You have to read a contract more than once. I don't know about most people, but I know that if I read a book once I have the gist of it, and if I read a magazine article once I can pretty much quote it back. But with a contract, I have to read not once, twice or even three times but usually MORE. By the time it's all said and done, I've had to read the thing half a dozen times just to make sure I'm not signing away the rights to private parts.

The reality, though, is that most people never read a contract even once. And I have to admit that a lot of times that includes me. I've never read my cell phone contract, for example. I've never read the warranty information on anything I've ever bought. I don't know what the rules are regarding my apartment lease.
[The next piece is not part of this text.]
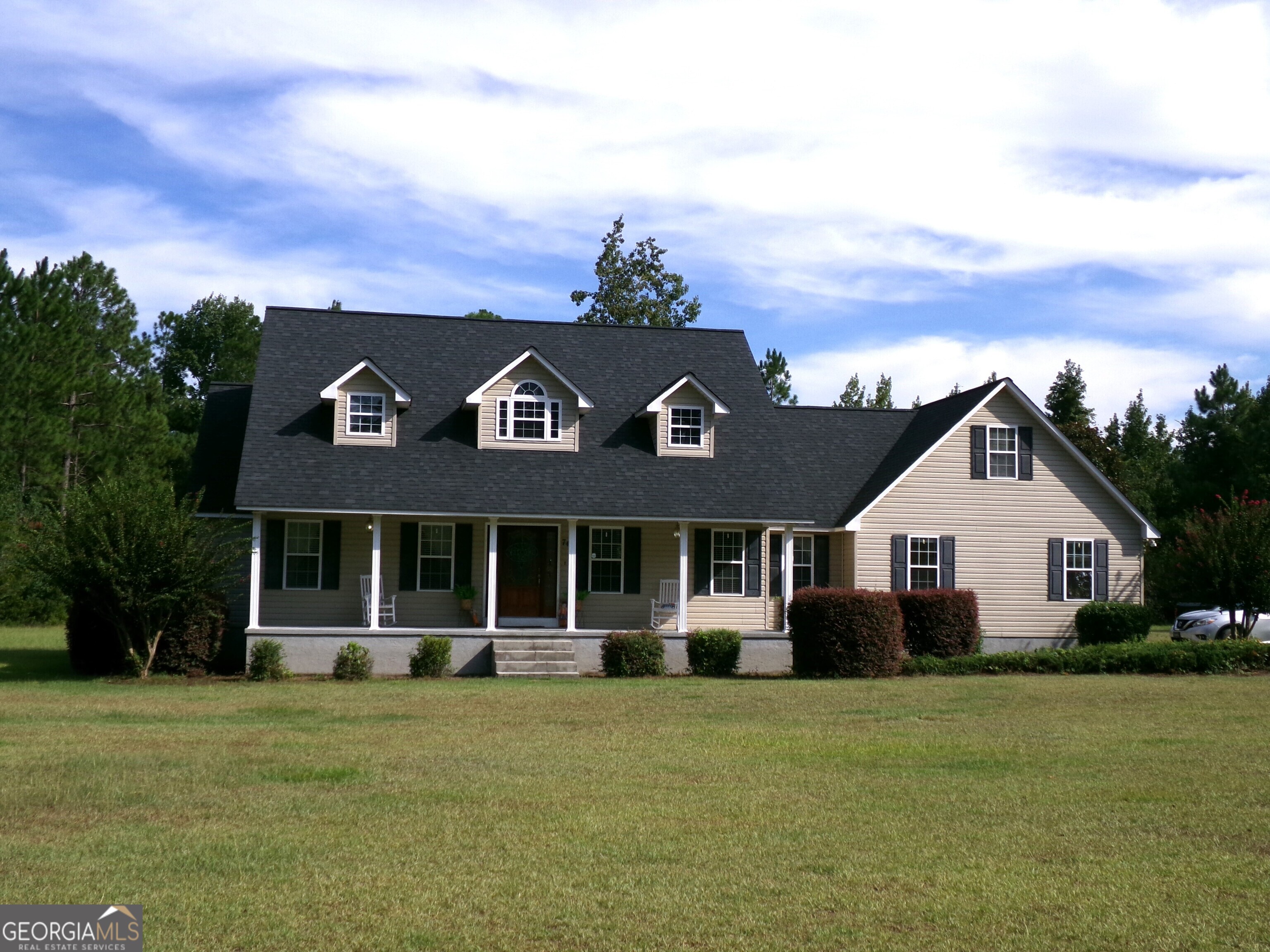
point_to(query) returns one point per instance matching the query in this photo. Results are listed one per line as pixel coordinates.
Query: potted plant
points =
(466, 596)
You may ask, why would you not read these things? Aren't they important? My answer to that is another question - If you read something you didn't like in, say, your apartment lease, would that keep you from getting the apartment? Would you be able to change the offensive article and make things go your way?

No.

Because contracts are a shortcut used by the faceless part of a business to just get the signer good and hooked. They are purposefully cumbersome because the writer is counting on the reader to get bogged down and just sign to get it over with.

No one really reads contracts. Not fully. Not the way they're intended to be read.

I'd much rather sign a bullet list of things I can and can't do, personally. Just make it a one-pager that I can glance over two or three times as needed and sign at the bottom. No need for fancy words that I have to look up in a special dictionary. Just finish every bullet list with the words"under penalty of death" and I guarantee EVERYONE will read it six or seven times to make sure they have it memorized.